Classics Scholar Barbara Weiden Boyd in Conversation with Renowned Translator Emily Wilson

By Tom Porter

Winkley Professor of Latin and Greek Barbara Weiden Boyd will be discussing the challenges and the joys of translation next week with fellow classics scholar Emily Wilson.

Emily Wilson's translation of Iliad - book cover

The two will meet in conversation on July 16 as part of the Pascal Hall Authors Series in Rockport, Maine.

An acclaimed translator, Wilson will be discussing her versions of Homer’s Iliad  and Odyssey with Boyd.

“The publication of Emily Wilson’s translation of the Odyssey in 2017 was a momentous event, and not simply because it marked the first time that Homer’s remarkable poem had been translated into English by a woman,” said Boyd. She praises the “powerful and almost hypnotic strangeness” of Wilson’s translation, “especially compared to the great twentieth-century translations of the work by Lattimore, Fitzgerald, Fagles, Lombardo, and many other scholars—all of which, until now, had been staples in American education and among the reading public.”

Wilson’s translation of Homer’s Iliad in 2023, said Boyd, was considered by many critics an even greater challenge, tackling a poem noted for both its beauty and its brutality. “Wilson’s distinctive approach marks her as both a scholar and a poet, in the tradition of the great poet-scholars of antiquity.” Boyd recently taught Wilson’s Odyssey in a seminar on ancient epic and said she was struck immediately by its newness. “It caused me to read more closely this poem that I know and love so well. It also was remarkable to see my students take to it, as they began to consider the incredible challenge of translating something over 2,500 years old into compelling English verse,” said Boyd.

barbara boyd headshot
Barbara Weiden Boyd

Boyd’s scholarly specialization is Latin poetry, especially the works of Virgil and Ovid, about whom she has written four books. In 2017, Boyd published a book on Ovid's reception of Homer, Ovid’s Homer: Authority, Repetition, and Reception (Oxford University Press).

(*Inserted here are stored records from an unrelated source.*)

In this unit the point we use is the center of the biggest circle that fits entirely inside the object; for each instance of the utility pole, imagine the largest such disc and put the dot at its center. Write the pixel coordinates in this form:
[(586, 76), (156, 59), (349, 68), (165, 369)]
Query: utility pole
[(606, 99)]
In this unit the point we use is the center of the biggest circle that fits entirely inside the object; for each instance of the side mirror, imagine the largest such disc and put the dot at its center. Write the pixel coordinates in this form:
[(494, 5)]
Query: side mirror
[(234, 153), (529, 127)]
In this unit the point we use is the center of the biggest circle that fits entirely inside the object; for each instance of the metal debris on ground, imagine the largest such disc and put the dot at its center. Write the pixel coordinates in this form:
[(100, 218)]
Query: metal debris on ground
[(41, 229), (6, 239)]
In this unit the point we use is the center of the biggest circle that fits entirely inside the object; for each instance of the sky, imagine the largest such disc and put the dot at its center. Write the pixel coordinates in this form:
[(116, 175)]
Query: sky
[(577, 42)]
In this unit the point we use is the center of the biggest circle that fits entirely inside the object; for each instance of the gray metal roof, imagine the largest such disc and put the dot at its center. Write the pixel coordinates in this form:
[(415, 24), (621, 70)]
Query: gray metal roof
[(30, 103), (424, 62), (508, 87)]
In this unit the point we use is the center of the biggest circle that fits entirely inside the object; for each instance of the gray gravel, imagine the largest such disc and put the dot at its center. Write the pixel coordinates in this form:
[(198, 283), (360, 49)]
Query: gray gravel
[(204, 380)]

As well as teaching courses on Greek and Latin languages and literatures, Boyd has also studied responses to classical culture after antiquity, from Petrarch, Shakespeare, and Byron to Ted Hughes, Margaret Atwood, and Ali Smith. She has a lively interest in contemporary receptions of classical themes and has published articles on the BBC-HBO series Rome and on the Odyssey theme in the AMC series Mad Men.

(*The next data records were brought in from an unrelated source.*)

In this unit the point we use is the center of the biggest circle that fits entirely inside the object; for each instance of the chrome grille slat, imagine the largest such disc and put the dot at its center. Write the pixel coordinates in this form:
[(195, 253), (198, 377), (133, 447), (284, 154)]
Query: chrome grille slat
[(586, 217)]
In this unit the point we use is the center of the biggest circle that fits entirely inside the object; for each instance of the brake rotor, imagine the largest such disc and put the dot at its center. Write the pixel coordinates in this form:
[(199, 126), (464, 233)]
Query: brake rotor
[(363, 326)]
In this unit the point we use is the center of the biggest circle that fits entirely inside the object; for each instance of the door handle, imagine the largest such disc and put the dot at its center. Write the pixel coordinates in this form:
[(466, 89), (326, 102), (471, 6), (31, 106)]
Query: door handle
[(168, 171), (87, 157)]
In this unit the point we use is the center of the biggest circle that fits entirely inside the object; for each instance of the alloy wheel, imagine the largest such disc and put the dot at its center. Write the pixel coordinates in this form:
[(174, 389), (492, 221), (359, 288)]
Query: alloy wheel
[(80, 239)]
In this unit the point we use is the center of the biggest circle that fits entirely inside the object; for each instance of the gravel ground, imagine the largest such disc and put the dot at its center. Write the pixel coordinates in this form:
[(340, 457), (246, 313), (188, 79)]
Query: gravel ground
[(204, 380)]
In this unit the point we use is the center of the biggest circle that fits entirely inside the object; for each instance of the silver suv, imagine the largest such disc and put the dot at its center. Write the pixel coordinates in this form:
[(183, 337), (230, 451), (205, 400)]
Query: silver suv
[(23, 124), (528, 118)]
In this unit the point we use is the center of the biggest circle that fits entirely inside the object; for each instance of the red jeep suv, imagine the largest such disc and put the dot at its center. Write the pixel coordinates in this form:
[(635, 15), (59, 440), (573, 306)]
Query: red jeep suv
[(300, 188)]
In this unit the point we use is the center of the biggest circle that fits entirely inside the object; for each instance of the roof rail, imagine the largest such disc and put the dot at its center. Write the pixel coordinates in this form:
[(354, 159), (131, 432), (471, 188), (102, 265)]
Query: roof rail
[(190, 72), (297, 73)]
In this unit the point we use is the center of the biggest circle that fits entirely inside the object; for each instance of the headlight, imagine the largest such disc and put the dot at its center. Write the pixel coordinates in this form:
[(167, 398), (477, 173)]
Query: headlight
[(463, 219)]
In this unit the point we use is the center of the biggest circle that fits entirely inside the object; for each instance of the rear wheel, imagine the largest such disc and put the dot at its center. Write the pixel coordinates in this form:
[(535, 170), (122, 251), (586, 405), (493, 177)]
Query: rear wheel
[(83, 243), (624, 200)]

The July 16 event is sponsored by the Authors Guild and will be held at Pascal Hall in Rockport at 5:30 p.m. It is being held in partnership with the Lesher Family Foundation and Maine Media Workshops. The event is free, but space is limited, and registration is required to attend.

“I look forward to this fabulous opportunity to explore both the challenges and the pleasures of a uniquely creative calling,” said Boyd.